Oscillating Membranes: autonomous shape-transforming sheets via chemomechanical "metabolism"
 

Host: Sarah Keller
 

Abstract: Living organisms have mastered the dynamic control of residual stresses within sheets to induce shape transformation and locomotion. For instance, the spatiotemporal pattern of action-potential in a heart results in a dynamical stress field that leads to shape changes and biological function. Such out-of-equilibrium structures inspired the emerging field of soft robotics. However, state-of-the-art attempts to replicate this ability in synthetic materials are still lacking.

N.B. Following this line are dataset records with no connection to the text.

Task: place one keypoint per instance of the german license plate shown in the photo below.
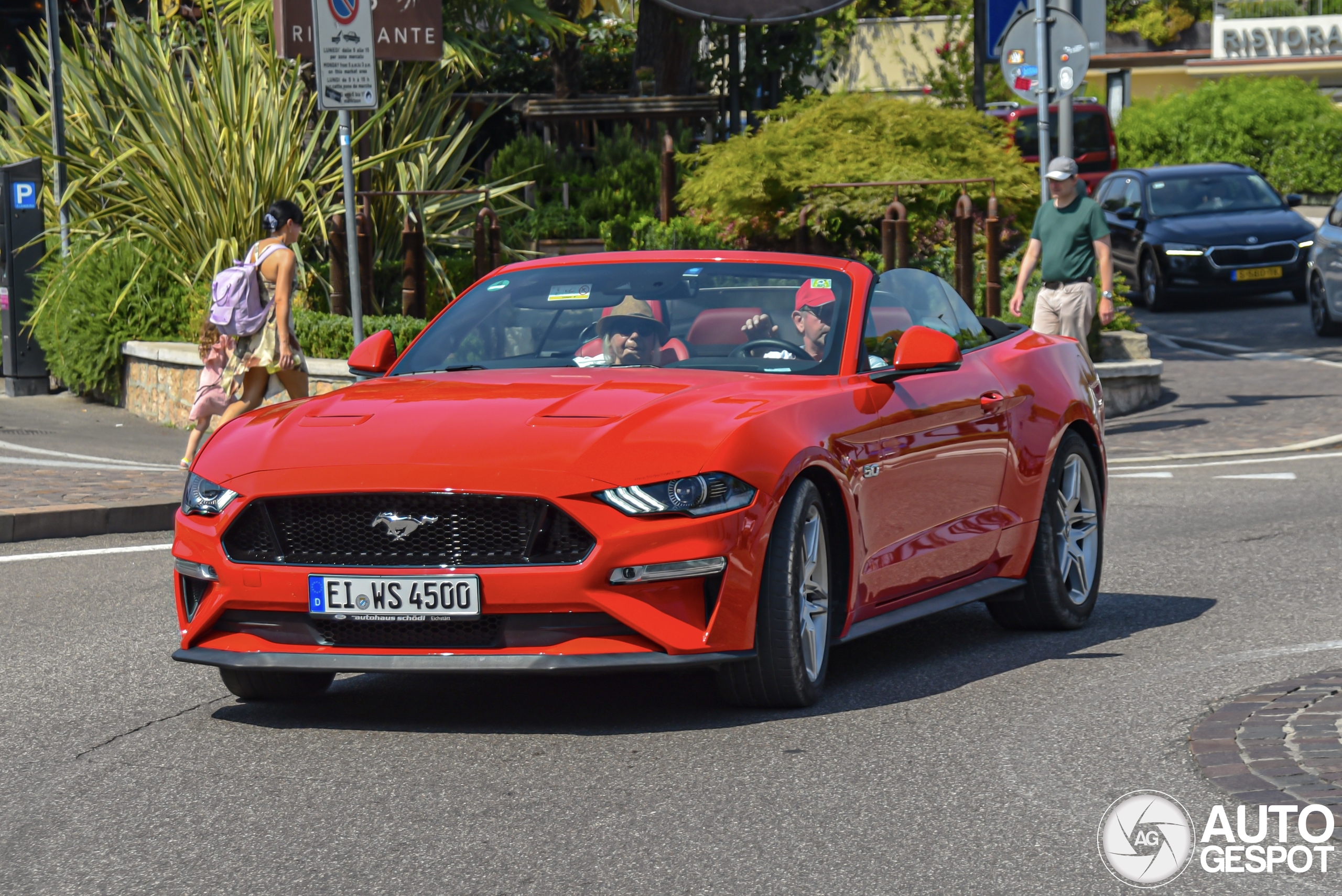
(395, 596)
(1257, 274)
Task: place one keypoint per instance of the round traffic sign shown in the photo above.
(1069, 56)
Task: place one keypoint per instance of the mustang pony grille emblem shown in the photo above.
(401, 526)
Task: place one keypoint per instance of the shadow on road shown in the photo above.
(925, 657)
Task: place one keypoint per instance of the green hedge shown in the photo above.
(332, 336)
(1279, 126)
(113, 297)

In this talk, I will present the first autonomously shape-shifting sheets: thin sheets of responsive gel that shrink and swell in response to the phase of an oscillatory chemical (Belousov-Zhabotinsky) reaction[1]. Propagating reaction-diffusion fronts induce localized deformation of the gel. I will show that these localized deformations prescribe a spatiotemporal pattern of Gaussian-curvature, leading to time-periodic global shape changes. Next, I will present the computational tools and experimental protocols needed to control this system: principally the relationship between the Gaussian-curvature and the reaction phase, and optical imprinting of the wave pattern. Finally, I will present our current journey towards autonomous soft swimmers.
Together, these results demonstrate a route for modelling and developing fully autonomous soft machines mimicking some of the locomotive capabilities of living organisms.
[1] IL, Robert Deegan, and Eran Sharon, Phys. Rev. Lett. 2020 125(17) 178001.